When I exit the tram, there is a big building in front of me. Despite that, I can't find the entrance and the main-entrance looks rather quiet.
I walk by the building a few times and on my third passage there is an open door and I hear a jolly Irish tune. That leaves no doubt I'm in the right place and when I introduce myself to the teacher he immediately knows who I am.

Age and nationality in the mix

I get changed and slowly other dancers fill the hall as well.
This try-out class is a real revelation. The age of the dancers ranges from 6 to something like 30 years and also nationality is one big melting pot. The main language is English, but there is someone from Germany as well. The only other male I see comes from Russia, an answer I did not expect to say the least.
The class started with some basic moves, including getting up on your toes and walking. Most of the other stuff was still far to complex for me, so I waited a few times against the wall.

But, not for long most of the time: when the group of dancers was on a small break, the teacher would go through a couple of basic movements with the two of us. Besides me, there was someone in her twenties taking her second class. The teacher was very enthusiastic and that just made you participate in practicing.

Pointing (or something like it...)

Two things remained with me the most from this try-out class. One of them was the most basic move, or call it posture, namely the pointing: touching the floor with only the front-part of your big toe while keeping a straight leg and foot. Oh yeah, you should also turn your heel inwards.
What!? That can never be! Well... with quite a lot of trouble and effort I could strike a pose that looked something like it.

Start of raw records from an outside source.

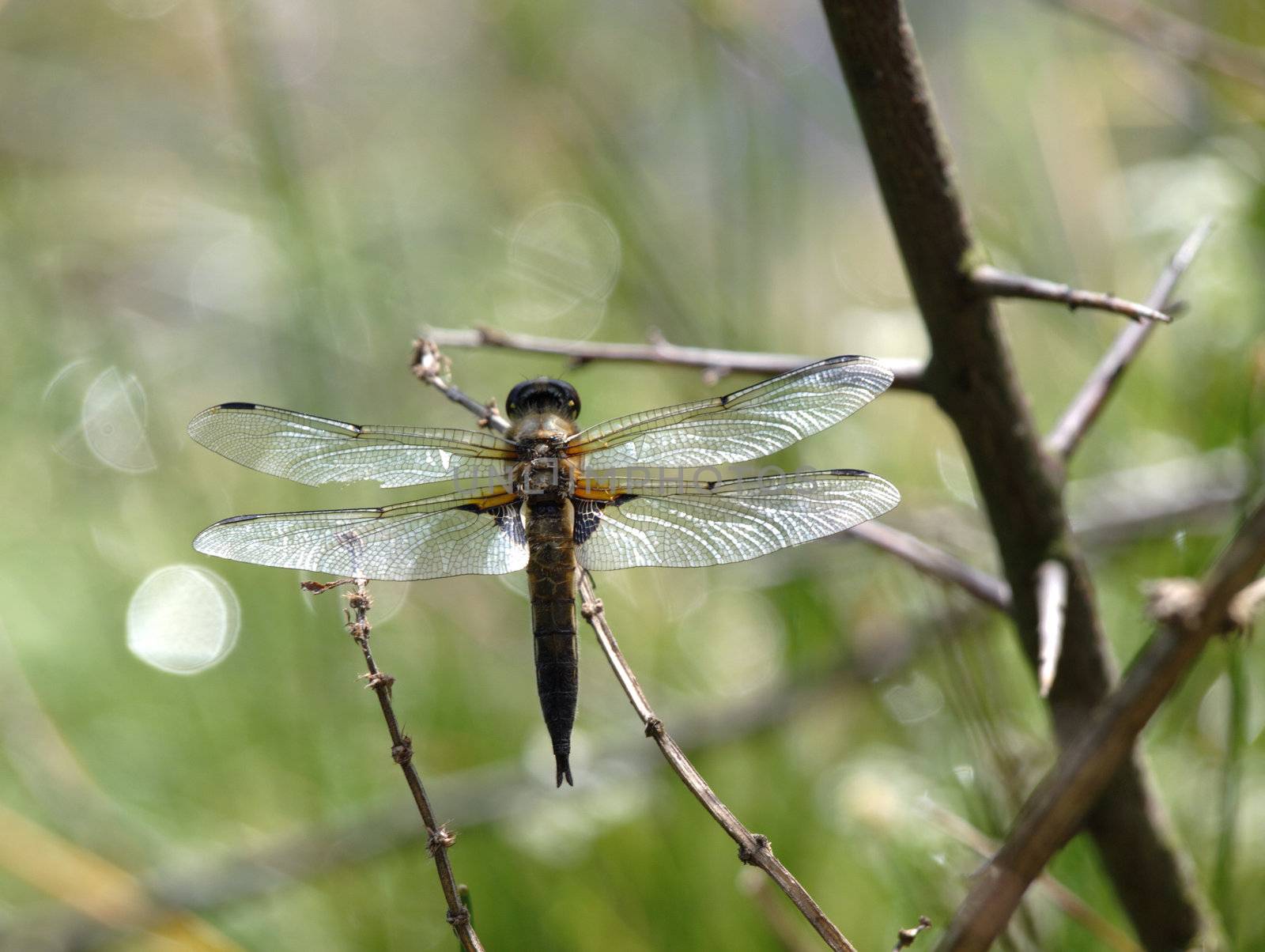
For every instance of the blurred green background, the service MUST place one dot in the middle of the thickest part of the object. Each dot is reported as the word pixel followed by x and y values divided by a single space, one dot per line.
pixel 206 202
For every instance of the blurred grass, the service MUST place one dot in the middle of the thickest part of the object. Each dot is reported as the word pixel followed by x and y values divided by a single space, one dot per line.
pixel 263 202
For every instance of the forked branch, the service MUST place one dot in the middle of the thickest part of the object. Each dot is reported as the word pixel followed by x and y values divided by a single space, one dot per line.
pixel 1189 615
pixel 438 837
pixel 753 848
pixel 1089 400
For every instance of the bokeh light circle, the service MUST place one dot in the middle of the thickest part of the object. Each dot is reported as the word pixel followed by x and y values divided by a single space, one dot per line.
pixel 183 619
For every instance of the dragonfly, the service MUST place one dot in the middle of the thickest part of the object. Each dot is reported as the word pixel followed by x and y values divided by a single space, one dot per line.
pixel 554 499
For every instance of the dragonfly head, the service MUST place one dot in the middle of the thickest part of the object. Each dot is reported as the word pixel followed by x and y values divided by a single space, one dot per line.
pixel 543 395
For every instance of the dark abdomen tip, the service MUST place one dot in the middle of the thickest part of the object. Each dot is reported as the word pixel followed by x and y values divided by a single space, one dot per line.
pixel 563 762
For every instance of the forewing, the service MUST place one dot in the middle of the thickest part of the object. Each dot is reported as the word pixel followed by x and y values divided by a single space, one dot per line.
pixel 729 520
pixel 743 425
pixel 314 450
pixel 451 535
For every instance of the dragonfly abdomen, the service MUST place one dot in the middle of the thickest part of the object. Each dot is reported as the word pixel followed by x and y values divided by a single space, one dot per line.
pixel 552 585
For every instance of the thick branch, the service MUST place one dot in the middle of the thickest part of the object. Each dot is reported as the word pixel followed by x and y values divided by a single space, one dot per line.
pixel 1054 810
pixel 908 371
pixel 1005 284
pixel 972 377
pixel 753 848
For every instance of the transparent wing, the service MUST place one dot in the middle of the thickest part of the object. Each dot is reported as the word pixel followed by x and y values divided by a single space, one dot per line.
pixel 743 425
pixel 729 520
pixel 432 538
pixel 314 451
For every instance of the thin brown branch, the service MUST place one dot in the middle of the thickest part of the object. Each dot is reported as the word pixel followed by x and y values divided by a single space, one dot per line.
pixel 1052 603
pixel 478 796
pixel 935 562
pixel 1006 284
pixel 1088 402
pixel 753 848
pixel 1106 932
pixel 1189 615
pixel 973 380
pixel 908 371
pixel 440 840
pixel 1186 42
pixel 904 937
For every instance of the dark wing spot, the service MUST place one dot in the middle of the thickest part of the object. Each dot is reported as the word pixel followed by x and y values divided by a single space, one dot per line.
pixel 588 516
pixel 510 522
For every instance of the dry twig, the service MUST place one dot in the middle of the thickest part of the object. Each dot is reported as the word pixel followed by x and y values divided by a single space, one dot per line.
pixel 753 848
pixel 935 562
pixel 1005 284
pixel 908 371
pixel 1052 602
pixel 1187 42
pixel 480 795
pixel 438 837
pixel 904 937
pixel 1105 932
pixel 1189 615
pixel 1105 377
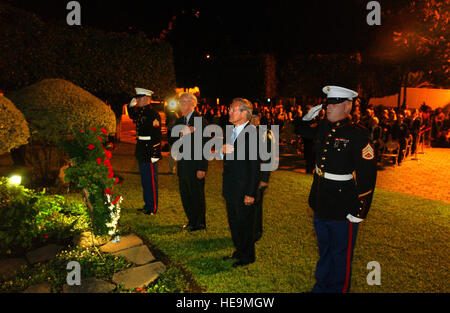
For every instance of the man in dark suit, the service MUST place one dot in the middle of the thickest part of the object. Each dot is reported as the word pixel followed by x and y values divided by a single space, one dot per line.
pixel 268 140
pixel 241 170
pixel 192 168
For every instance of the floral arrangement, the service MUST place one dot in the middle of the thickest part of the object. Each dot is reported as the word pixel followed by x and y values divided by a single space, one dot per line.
pixel 90 168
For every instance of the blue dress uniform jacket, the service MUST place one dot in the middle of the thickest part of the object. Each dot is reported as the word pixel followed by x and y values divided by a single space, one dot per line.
pixel 342 148
pixel 148 124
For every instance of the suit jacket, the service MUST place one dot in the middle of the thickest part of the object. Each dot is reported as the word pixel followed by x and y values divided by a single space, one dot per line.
pixel 240 177
pixel 192 165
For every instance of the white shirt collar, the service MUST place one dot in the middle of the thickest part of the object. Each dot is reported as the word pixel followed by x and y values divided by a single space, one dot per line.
pixel 189 116
pixel 239 128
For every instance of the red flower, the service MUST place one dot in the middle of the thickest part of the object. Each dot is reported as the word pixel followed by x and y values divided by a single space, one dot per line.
pixel 116 200
pixel 108 153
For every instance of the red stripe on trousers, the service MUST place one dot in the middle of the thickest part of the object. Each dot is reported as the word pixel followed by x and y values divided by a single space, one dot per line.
pixel 349 256
pixel 153 185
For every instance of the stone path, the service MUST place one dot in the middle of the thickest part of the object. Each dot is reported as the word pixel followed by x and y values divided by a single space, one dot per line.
pixel 131 247
pixel 90 285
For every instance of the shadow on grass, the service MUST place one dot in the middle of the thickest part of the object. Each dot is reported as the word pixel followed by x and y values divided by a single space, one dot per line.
pixel 210 266
pixel 207 245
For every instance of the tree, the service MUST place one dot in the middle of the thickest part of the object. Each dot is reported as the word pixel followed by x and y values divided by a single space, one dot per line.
pixel 14 130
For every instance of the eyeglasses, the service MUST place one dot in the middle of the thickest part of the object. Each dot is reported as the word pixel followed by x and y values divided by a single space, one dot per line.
pixel 235 110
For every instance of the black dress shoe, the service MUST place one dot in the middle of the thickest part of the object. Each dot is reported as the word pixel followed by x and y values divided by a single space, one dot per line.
pixel 230 257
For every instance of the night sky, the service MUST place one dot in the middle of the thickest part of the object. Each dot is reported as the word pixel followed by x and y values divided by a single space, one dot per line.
pixel 224 28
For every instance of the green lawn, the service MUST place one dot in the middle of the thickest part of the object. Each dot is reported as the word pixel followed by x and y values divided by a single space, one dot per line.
pixel 407 235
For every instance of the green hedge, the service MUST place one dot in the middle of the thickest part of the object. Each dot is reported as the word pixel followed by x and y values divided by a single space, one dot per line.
pixel 14 130
pixel 55 109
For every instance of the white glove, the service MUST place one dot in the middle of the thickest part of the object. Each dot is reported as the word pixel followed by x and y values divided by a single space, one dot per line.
pixel 353 219
pixel 133 102
pixel 312 113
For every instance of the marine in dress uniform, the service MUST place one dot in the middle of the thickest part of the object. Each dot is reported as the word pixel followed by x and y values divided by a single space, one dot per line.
pixel 148 146
pixel 191 172
pixel 240 183
pixel 342 189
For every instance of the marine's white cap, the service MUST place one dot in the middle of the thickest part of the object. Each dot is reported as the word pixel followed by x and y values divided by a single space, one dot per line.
pixel 339 92
pixel 143 92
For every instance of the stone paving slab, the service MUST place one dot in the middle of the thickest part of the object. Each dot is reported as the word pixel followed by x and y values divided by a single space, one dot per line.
pixel 43 254
pixel 39 288
pixel 139 276
pixel 8 267
pixel 90 285
pixel 139 255
pixel 125 242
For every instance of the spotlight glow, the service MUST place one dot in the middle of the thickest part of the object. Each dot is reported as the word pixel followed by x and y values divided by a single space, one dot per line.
pixel 15 179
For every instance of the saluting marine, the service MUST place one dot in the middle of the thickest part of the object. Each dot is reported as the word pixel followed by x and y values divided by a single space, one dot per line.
pixel 148 146
pixel 342 190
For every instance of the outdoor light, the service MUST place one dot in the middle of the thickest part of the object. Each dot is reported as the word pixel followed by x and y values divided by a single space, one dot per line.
pixel 15 179
pixel 171 103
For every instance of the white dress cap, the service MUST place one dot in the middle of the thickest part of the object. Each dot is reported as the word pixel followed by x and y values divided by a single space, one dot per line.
pixel 339 92
pixel 143 92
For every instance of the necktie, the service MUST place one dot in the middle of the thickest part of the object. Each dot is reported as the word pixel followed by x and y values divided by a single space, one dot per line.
pixel 233 137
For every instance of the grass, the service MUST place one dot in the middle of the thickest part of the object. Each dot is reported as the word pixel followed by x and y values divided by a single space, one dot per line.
pixel 407 235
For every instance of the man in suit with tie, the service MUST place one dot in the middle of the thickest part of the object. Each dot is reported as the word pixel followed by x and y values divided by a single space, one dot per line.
pixel 191 171
pixel 240 181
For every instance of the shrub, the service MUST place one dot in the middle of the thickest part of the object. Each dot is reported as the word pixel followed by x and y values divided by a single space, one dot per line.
pixel 91 169
pixel 28 217
pixel 55 109
pixel 14 130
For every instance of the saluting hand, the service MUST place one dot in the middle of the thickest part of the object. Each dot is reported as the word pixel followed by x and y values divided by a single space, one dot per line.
pixel 262 184
pixel 249 200
pixel 227 148
pixel 201 174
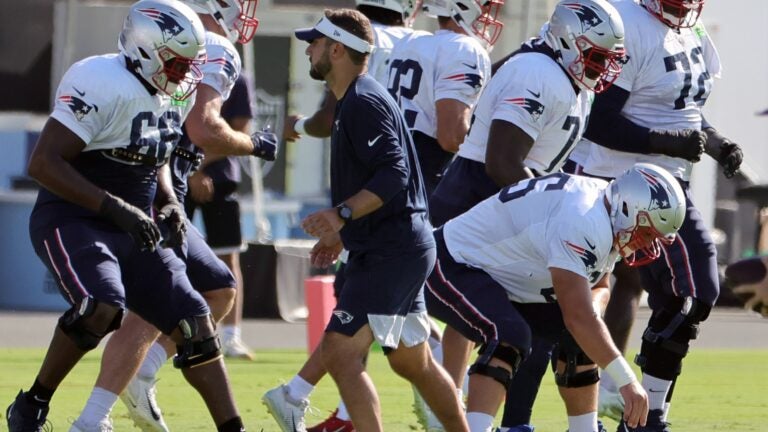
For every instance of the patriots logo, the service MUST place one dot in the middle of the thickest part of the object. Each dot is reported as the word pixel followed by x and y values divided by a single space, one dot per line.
pixel 534 107
pixel 78 106
pixel 472 80
pixel 587 256
pixel 168 25
pixel 343 316
pixel 587 15
pixel 659 195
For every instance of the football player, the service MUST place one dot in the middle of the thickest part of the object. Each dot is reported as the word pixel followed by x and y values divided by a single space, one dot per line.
pixel 653 113
pixel 116 120
pixel 225 22
pixel 525 124
pixel 547 244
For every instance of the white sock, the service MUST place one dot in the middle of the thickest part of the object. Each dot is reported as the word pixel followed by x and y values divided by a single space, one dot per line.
pixel 342 414
pixel 583 423
pixel 155 359
pixel 657 390
pixel 299 388
pixel 479 422
pixel 98 407
pixel 607 382
pixel 437 352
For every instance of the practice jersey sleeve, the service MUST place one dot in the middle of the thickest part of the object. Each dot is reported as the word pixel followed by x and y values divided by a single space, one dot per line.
pixel 463 73
pixel 376 144
pixel 83 103
pixel 223 65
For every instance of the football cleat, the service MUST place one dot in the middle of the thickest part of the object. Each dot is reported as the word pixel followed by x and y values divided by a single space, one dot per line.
pixel 654 424
pixel 23 416
pixel 139 398
pixel 102 426
pixel 610 404
pixel 424 414
pixel 333 424
pixel 287 412
pixel 235 348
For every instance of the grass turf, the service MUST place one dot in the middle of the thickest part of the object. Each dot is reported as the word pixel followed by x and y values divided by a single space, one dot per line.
pixel 719 390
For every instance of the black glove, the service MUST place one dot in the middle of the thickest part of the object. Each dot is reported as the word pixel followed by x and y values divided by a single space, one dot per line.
pixel 172 224
pixel 132 220
pixel 683 143
pixel 727 153
pixel 265 145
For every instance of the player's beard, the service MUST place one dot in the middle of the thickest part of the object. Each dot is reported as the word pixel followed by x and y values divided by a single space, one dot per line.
pixel 322 68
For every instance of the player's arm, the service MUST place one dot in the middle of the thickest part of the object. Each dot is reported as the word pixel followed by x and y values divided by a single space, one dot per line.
pixel 50 165
pixel 317 125
pixel 608 128
pixel 209 131
pixel 575 300
pixel 505 153
pixel 452 123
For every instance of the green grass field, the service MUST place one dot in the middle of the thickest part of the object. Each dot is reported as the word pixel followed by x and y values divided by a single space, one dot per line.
pixel 720 391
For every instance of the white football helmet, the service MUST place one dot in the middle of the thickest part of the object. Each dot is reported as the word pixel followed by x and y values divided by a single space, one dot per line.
pixel 407 8
pixel 588 37
pixel 479 18
pixel 675 13
pixel 647 206
pixel 165 43
pixel 236 17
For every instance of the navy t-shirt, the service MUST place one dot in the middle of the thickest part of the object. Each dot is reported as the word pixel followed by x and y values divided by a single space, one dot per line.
pixel 372 149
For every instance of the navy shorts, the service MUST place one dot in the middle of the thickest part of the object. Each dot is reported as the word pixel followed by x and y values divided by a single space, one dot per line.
pixel 383 289
pixel 221 217
pixel 475 305
pixel 464 184
pixel 93 258
pixel 687 267
pixel 205 270
pixel 432 160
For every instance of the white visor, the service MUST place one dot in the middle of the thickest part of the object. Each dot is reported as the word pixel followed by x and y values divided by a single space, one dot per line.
pixel 325 28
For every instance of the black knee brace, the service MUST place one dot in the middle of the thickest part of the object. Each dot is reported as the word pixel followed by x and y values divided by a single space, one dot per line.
pixel 667 338
pixel 200 345
pixel 504 353
pixel 88 322
pixel 570 353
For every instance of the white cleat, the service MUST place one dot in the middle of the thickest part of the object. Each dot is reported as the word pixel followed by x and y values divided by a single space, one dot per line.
pixel 288 412
pixel 426 417
pixel 139 398
pixel 610 404
pixel 102 426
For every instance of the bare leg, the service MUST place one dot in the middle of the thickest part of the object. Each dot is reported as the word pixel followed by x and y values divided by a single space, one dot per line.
pixel 343 356
pixel 434 384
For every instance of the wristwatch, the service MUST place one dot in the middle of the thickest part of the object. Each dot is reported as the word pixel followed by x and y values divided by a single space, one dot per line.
pixel 344 212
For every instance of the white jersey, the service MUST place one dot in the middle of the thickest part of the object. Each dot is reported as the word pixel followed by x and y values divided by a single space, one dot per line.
pixel 223 65
pixel 669 76
pixel 384 40
pixel 532 92
pixel 516 236
pixel 424 70
pixel 105 105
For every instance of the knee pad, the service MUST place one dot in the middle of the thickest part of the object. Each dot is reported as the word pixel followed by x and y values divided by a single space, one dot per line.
pixel 89 321
pixel 667 338
pixel 504 353
pixel 201 344
pixel 570 353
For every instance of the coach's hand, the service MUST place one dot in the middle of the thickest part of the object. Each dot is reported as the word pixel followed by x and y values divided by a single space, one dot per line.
pixel 684 143
pixel 135 222
pixel 322 223
pixel 635 404
pixel 326 251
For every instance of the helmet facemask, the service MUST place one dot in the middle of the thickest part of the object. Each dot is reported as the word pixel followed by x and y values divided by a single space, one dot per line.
pixel 676 14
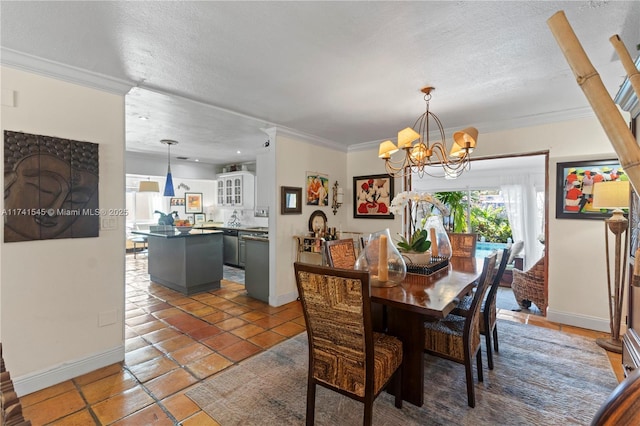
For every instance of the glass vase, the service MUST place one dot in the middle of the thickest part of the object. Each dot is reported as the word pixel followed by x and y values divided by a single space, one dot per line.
pixel 441 248
pixel 382 259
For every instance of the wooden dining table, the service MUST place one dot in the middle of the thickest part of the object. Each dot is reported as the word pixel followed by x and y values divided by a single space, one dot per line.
pixel 416 299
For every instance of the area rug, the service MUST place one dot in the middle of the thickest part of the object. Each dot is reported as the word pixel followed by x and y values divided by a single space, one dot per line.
pixel 541 377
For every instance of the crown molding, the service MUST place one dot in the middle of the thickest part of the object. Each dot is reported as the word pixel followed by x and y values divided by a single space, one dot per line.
pixel 316 140
pixel 497 126
pixel 626 98
pixel 22 61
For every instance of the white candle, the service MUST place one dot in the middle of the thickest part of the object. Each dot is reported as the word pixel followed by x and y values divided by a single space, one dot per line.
pixel 434 242
pixel 383 266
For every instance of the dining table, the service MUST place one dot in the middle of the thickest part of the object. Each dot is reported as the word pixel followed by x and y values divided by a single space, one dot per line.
pixel 409 304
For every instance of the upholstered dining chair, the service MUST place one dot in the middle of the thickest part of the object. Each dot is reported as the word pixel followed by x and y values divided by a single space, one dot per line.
pixel 529 286
pixel 463 245
pixel 488 311
pixel 341 253
pixel 623 404
pixel 458 340
pixel 345 354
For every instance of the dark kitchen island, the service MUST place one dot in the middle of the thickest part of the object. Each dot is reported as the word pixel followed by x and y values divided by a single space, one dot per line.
pixel 189 263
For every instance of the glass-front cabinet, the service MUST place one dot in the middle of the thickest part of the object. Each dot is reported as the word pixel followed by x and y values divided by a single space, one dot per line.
pixel 236 189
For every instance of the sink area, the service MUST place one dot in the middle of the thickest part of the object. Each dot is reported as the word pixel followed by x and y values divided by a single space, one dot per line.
pixel 258 229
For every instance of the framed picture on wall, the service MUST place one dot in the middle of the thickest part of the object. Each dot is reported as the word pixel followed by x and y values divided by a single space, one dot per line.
pixel 176 202
pixel 317 186
pixel 372 196
pixel 193 202
pixel 575 182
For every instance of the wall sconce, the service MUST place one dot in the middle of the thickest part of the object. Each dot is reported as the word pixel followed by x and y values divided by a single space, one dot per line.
pixel 337 198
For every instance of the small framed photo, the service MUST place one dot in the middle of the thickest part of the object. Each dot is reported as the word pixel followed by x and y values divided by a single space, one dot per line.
pixel 576 183
pixel 372 197
pixel 176 202
pixel 193 202
pixel 317 189
pixel 290 200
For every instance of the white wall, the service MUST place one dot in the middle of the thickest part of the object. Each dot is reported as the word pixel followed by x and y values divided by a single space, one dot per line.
pixel 295 157
pixel 577 271
pixel 55 291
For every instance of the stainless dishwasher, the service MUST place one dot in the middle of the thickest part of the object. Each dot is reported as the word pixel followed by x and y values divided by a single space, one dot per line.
pixel 230 247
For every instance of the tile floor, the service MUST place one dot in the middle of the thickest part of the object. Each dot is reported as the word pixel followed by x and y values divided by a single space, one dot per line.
pixel 172 343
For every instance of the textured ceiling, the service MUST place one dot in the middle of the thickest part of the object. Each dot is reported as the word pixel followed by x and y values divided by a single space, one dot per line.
pixel 212 74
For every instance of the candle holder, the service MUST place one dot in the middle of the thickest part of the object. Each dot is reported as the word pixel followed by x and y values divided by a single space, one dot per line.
pixel 383 260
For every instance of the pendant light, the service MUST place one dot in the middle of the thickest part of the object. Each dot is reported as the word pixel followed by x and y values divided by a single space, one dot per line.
pixel 168 186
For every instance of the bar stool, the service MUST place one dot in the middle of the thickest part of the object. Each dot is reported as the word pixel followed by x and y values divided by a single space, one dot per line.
pixel 138 240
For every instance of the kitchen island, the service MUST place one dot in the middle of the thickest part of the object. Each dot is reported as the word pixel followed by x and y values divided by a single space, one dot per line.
pixel 186 262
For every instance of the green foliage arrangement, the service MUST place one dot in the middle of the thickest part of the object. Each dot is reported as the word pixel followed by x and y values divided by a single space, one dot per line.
pixel 417 243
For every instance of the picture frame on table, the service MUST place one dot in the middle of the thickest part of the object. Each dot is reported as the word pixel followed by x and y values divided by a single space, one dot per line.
pixel 290 200
pixel 372 196
pixel 574 187
pixel 193 202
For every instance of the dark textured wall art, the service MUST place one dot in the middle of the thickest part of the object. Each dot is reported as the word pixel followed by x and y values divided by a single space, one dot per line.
pixel 50 188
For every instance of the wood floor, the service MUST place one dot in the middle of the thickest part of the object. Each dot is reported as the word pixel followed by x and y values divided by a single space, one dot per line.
pixel 173 342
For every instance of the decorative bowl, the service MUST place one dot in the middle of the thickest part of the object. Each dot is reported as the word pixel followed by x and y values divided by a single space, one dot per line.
pixel 184 229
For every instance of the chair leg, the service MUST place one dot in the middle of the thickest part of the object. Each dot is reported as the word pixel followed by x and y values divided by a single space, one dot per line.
pixel 487 338
pixel 398 387
pixel 471 396
pixel 311 402
pixel 368 411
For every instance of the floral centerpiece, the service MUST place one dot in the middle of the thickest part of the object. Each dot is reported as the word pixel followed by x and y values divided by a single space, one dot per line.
pixel 419 206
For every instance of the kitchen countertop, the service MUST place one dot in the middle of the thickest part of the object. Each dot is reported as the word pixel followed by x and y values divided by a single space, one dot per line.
pixel 243 228
pixel 257 238
pixel 176 234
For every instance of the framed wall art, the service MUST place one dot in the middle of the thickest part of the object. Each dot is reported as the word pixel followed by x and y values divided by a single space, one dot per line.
pixel 317 188
pixel 193 202
pixel 50 188
pixel 574 187
pixel 372 196
pixel 290 200
pixel 176 202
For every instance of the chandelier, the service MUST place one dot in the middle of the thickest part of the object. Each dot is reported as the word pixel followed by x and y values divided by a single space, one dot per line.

The other thing that stayed with me (for the rest of the day) was the sound of the heavy shoes. Only familiar with that sound from the telly and theatre-performances, it was quite the thing to listen to 15 pairs of heavies battering away on the floor without amplification or hearing it as a recording.

Completely wrecked...

I only took part in that try-out class for 3 x 5 minutes, but after that, I was completely wrecked. That was down to my body-condition and the dance itself: every muscle in your body gets a workout.
Without taking notice of it, I rested for about 30 minutes before I decided to go back. I got changed and than I went home.

One thing was for sure: I want that too! Though it requires me to go through the basics on soft shoes to get to the heavy shoes, I probably have the advantage that I like both dances.
Where other people probably only like the thundering hard-shoe stuff, I like both the soft- and heavy-shoe dances. The feeling like the dancer is floating across the stage in soft-shoe dances and the power from the loud heavy-shoe dancing.

My fitness was the only problem and doing something about that would come down to pure devotion and the will to change. I already expected to be forced to face the facts about me being unfit and I wasn't wrong. I already got some fierce sore muscles on the train. No, don't tell me this is Schiphol yet! I had to get off and walk for a short while to eventually sit down on a more comfortable bench.

I nearly had to drag myself in when I reached the front-door of my home. I was completely drained. With the last bit of energy left, I decided to already fill in the form for the classes that would start in Haarlem.


Two days later, I decided to start practicing the most basic Irish dance move there is: The 1-2-3.
The first thing I have great trouble with presents itself right away. The fact I have to move again with the foot I ended with causes great confusion and mistakes, but I'm pretty sure I will do better at the first real class.
Besides that, I once again experience how bad my balance is. I lose balance regularly and correct that by waving my arms around like mad.
This really surprises me! In daily life, you probably think you have quite a good sense of balance, but now I have to pay attention to it so much ánd I have all my weight on 1 foot, my sense of balance really sucks.

Also a basic problem: Distance. With the hallway to the front door connected to the living room I don't have the space to practice the 1-2-3 more than three times in a row, as I tend to take huge steps.